DISCRETE PREDICTOR-CORRECTOR DIFFUSION MODELS FOR IMAGE SYNTHESIS

Abstract

We introduce Discrete Predictor-Corrector diffusion models (DPC), extending predictor-corrector samplers in Gaussian diffusion models to the discrete case. Predictor-corrector samplers are a class of samplers for diffusion models, which improve on ancestral samplers by correcting the sampling distribution of intermediate diffusion states using MCMC methods. In DPC, the Langevin corrector, which does not have a direct counterpart in discrete space, is replaced with a discrete MCMC transition defined by a learned corrector kernel. The corrector kernel is trained to make the correction steps achieve asymptotic convergence, in distribution, to the correct marginal of the intermediate diffusion states. Equipped with DPC, we revisit recent transformer-based non-autoregressive generative models through the lens of discrete diffusion, and find that DPC can alleviate the compounding decoding error due to the parallel sampling of visual tokens.
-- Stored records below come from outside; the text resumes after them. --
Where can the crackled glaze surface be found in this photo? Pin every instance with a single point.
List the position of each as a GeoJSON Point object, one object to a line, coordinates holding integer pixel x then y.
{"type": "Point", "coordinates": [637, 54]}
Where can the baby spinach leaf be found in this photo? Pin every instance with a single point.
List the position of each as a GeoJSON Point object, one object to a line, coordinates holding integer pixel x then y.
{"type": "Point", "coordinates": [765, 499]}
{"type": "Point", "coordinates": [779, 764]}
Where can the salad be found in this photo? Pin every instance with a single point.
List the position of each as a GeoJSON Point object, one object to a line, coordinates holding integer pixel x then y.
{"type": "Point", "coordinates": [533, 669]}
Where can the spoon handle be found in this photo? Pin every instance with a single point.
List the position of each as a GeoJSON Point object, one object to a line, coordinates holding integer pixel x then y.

Our experiments show that DPC improves upon existing discrete latent space models for class-conditional image generation on ImageNet, and outperforms continuous diffusion models and GANs, according to standard metrics and user preference studies.

1. INTRODUCTION

Generative Adversarial Networks (GANs) are the leading model class for a wide variety of content creation tasks (Goodfellow et al., 2014; Brock et al., 2018; Karras et al., 2020) . Recently, however, likelihood-based models, such as diffusion models (Dhariwal & Nichol, 2021; Ho et al., 2020; 2022) and generative transformers (Ramesh et al., 2021; Esser et al., 2021b; Chang et al., 2022) , have started rivaling GANs in offering an alternative training paradigm with superior training stability and improved generation diversity. In particular, ADM (Dhariwal & Nichol, 2021) and CDM (Ho et al., 2022) presented diffusion models attaining better perceptual quality on the class-conditional ImageNet benchmark compared to BigGAN (Brock et al., 2018) . Sampling speed, however, is still a bottleneck hindering the practical application of diffusion models. These models can be orders of magnitude slower than GANs, due to the need to take up to hundreds of steps to synthesize a single image during inference. Recently, discrete diffusion has been receiving attention as a promising direction for achieving an improved trade-off between generation quality and efficiency. Like the continuous (Gaussian) diffusion process (Sohl-Dickstein et al., 2015; Song & Ermon, 2019; Ho et al., 2020; Gu et al., 2022) , these models incrementally corrupt training data until a known base distribution is reached, and this corruption process is reversed when sampling from the learned model. Unlike continuous diffusion models, the corruption is applied in a latent, possibly low-dimensional, discrete space. The image generation quality of discrete diffusion models is still inferior to that of continous diffusion models. For example, the state-of-the-art discrete diffusion model (i.e., VQ-Diffusion (Gu et al., 2022) ) still notably underperforms CDM (Ho et al., 2022) and BigGAN (Brock et al., 2018) on ImageNet without the guidance from external classifiers. Contemporarily, non-autoregressive transformers (Chang et al., 2022; Gu et al., 2022; Zhang et al., 2021; Lezama et al., 2022) have demonstrated promising performances in both perceptual image quality and efficiency on the ImageNet benchmark. In particular, a non-autoregressive transformer model named MaskGIT (Chang et al., 2022) achieves comparable generation quality to the leading diffusion model ADM on ImageNet, while enjoying two orders-of-magnitude faster inference speed.